The Georgia General Assembly incorporated Union City in 1908. One source claims that the town was named for the union of rails at a railroad junction, while another version states the name commemorates a "Farmer's Union" which once was headquartered here.

Union City is located at 33°34′42″N 84°32′36″W / 33.57833°N 84.54333°W / 33.57833; -84.54333 (33.578470, -84.543354).

According to the United States Census Bureau, the city has a total area of 19.3 square miles (50.0 km), of which 19.1 square miles (49.5 km2) is land and 0.2 square miles (0.5 km), or 0.83%, is water.

As of the 2020 United States census, there were 26,830 people, 8,088 households, and 4,681 families residing in the city.

At the 2010 census, there were 19,456 people living in the city. The racial makeup of the city was 81.5% Black, 8.6% White, 0.2% Native American, 0.8% Asian, 0.0% Pacific Islander, 0.3% from some other race and 1.6% from two or more races. 7.0% were Hispanic or Latino of any race.

At the 2000 census there were 11,622 people, 4,974 households, and 2,750 families living in the city. The population density was 1,353.2 inhabitants per square mile (522.5/km). There were 5,332 housing units at an average density of 620.9 per square mile (239.7/km2). The racial makeup of the city was 69.33% African American, 25.36% White, 0.26% Native American, 1.26% Asian, 0.03% Pacific Islander, 2.04% from other races, and 1.72% from two or more races. Hispanic or Latino of any race were 5.22%.

Of the 4,974 households 30.7% had children under the age of 18 living with them, 26.4% were married couples living together, 23.6% had a female householder with no husband present, and 44.7% were non-families. 38.5% of households were one person and 15.5% were one person aged 65 or older.
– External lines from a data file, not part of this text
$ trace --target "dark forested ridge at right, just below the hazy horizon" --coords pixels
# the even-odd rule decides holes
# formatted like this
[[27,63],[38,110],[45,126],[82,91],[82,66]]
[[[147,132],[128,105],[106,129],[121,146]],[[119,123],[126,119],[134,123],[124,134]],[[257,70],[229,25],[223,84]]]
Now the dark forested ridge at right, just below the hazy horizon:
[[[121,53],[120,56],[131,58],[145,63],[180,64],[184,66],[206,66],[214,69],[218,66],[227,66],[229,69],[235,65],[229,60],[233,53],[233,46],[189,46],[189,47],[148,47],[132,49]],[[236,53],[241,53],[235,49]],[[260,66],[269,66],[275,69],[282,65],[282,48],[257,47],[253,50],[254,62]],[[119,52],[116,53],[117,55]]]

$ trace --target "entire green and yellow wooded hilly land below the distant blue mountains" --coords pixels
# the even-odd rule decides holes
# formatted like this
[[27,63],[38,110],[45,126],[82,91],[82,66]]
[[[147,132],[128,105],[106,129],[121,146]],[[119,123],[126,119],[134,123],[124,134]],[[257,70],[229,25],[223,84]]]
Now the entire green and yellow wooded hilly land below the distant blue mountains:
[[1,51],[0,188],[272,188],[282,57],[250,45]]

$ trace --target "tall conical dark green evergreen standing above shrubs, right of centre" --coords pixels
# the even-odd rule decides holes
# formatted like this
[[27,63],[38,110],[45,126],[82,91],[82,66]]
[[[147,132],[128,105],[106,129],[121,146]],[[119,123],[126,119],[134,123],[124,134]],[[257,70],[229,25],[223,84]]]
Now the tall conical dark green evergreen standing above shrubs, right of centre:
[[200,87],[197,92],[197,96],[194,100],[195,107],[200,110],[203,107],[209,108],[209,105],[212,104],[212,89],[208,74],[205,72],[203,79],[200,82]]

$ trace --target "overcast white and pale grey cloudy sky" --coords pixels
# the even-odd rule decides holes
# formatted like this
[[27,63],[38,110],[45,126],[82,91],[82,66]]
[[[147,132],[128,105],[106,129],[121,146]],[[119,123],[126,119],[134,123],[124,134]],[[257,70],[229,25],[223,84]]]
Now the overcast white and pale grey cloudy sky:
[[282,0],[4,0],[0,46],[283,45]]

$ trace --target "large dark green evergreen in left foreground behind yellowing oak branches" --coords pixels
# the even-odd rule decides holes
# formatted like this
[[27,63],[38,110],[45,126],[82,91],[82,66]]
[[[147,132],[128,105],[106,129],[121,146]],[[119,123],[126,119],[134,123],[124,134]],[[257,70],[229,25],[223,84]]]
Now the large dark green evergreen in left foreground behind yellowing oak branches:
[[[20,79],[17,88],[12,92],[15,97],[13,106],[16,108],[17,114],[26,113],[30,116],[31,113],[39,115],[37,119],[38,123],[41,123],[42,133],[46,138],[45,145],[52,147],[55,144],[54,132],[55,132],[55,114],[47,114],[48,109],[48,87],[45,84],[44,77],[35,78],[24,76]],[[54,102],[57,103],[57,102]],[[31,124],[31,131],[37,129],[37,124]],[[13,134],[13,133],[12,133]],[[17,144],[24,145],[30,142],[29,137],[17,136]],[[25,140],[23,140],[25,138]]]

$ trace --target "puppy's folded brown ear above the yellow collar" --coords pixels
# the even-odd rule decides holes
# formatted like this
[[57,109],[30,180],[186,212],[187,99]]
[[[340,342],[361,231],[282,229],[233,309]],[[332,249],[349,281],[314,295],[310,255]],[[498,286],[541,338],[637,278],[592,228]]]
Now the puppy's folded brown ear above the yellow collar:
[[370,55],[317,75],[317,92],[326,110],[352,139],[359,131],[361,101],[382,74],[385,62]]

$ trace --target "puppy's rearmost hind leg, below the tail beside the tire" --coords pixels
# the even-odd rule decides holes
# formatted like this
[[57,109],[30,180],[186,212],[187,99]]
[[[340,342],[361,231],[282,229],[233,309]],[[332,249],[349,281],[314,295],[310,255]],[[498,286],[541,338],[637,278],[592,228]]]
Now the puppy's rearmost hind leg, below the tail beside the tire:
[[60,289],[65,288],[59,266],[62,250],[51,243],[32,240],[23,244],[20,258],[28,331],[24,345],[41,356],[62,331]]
The average household size was 2.29 and the average family size was 3.05.

The age distribution was 27.2% under the age of 18, 9.0% from 18 to 24, 33.6% from 25 to 44, 16.7% from 45 to 64, and 13.5% 65 or older. The median age was 32 years. For every 100 females, there were 79.1 males. For every 100 females age 18 and over, there were 71.3 males.

The median household income was $35,322 and the median family income was $39,697. Males had a median income of $30,421 versus $28,111 for females. The per capita income for the city was $17,208. About 9.9% of families and 12.1% of the population were below the poverty line, including 14.0% of those under age 18 and 14.3% of those age 65 or over.